A microscopy image of a rat pancreas shows the insulin-making cells in green.
A microscopy image of a rat pancreas shows the insulin-making cells in green.

Editors' note: The study this story covers have retracted their work, saying that they made errors in conducting the experiment that invalidate the results. The study prompted controversy when it was published in 2013, and study author Douglas Melton collaborated with some of those critics to figure out where it went wrong. "It's an example of how scientists can work together when they disagree, and come together to move the field forward," Melton told Retraction Watch, which reported on the retraction on Dec. 27, 2016.

Here's the original article:

The work is only in mice so far, but it sure is intriguing.

A newly found hormone revs up production of cells that make insulin — the very kind that people with advanced diabetes lack.

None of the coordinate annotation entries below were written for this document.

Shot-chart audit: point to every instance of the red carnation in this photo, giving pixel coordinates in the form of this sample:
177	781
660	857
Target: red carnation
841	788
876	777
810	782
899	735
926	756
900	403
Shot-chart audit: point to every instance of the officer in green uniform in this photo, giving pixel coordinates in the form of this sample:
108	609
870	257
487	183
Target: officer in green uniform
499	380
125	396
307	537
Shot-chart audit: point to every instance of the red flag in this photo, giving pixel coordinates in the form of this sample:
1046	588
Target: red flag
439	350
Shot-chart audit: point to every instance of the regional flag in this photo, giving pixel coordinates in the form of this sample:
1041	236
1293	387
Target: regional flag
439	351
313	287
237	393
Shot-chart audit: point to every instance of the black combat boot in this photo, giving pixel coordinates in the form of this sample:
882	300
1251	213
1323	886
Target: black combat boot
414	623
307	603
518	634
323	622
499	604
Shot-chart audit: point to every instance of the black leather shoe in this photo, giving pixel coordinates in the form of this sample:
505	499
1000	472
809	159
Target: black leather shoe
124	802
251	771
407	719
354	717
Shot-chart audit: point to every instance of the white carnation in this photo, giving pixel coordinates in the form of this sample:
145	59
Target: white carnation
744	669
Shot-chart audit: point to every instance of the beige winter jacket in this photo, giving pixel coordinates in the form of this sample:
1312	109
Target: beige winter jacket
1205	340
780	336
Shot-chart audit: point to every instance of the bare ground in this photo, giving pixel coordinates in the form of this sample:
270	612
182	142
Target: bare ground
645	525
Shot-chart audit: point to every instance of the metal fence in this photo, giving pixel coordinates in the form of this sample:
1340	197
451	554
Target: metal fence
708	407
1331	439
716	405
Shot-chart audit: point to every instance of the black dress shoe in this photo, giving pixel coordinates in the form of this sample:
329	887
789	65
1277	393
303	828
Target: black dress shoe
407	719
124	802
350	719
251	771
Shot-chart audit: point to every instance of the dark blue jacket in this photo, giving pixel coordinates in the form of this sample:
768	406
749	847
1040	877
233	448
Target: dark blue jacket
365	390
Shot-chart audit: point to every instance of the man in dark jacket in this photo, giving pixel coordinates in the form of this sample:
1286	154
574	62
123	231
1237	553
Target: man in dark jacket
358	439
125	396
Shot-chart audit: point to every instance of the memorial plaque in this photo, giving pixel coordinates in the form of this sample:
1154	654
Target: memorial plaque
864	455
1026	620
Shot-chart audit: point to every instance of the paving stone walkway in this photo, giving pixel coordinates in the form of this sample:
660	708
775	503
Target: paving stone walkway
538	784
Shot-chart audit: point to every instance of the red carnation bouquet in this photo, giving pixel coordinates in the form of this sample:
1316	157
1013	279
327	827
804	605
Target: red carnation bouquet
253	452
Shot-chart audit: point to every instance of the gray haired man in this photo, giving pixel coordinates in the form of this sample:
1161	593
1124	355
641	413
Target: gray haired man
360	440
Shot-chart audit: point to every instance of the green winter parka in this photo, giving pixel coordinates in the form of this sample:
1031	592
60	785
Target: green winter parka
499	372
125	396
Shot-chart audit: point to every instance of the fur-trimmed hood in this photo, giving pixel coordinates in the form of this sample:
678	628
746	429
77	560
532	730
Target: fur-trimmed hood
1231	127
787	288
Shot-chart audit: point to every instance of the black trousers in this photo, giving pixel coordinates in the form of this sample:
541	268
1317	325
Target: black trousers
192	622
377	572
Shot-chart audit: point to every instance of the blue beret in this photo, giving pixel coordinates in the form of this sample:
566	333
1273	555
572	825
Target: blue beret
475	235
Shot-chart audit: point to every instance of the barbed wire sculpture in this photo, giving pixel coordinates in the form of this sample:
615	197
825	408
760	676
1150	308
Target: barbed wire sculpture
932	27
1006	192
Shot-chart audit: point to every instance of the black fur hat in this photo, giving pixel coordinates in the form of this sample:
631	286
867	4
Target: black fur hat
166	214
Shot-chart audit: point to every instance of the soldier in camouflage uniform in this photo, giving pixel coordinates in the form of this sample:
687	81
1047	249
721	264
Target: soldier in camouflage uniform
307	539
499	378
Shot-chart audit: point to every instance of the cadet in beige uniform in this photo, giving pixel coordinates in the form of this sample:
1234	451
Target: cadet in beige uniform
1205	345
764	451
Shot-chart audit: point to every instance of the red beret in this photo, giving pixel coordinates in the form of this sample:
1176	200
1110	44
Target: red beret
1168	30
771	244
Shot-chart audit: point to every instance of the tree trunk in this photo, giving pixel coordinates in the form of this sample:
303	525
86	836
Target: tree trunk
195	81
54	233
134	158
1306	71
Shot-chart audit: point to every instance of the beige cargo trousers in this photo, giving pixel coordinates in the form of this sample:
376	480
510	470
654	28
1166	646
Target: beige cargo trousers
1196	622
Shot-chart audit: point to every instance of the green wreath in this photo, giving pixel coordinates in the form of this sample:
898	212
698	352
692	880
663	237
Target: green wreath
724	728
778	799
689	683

Harvard scientists, reporting the discovery Thursday in Cell, call the hormone betatrophin because it stimulates the production of beta cells in the pancreas. These cells make insulin, which the body needs to control blood sugar. ("Trophin" comes from "nourishing" in Greek.)

When researchers turned on the betatrophin gene in the livers of diabetic lab mice, the number of beta cells in their pancreas glands tripled within 10 days and their blood sugar went down.

Humans have betatrophin genes too, as do all mammals. So Harvard's Doug Melton thinks he's got his hands on something that just might get at a root cause of diabetes.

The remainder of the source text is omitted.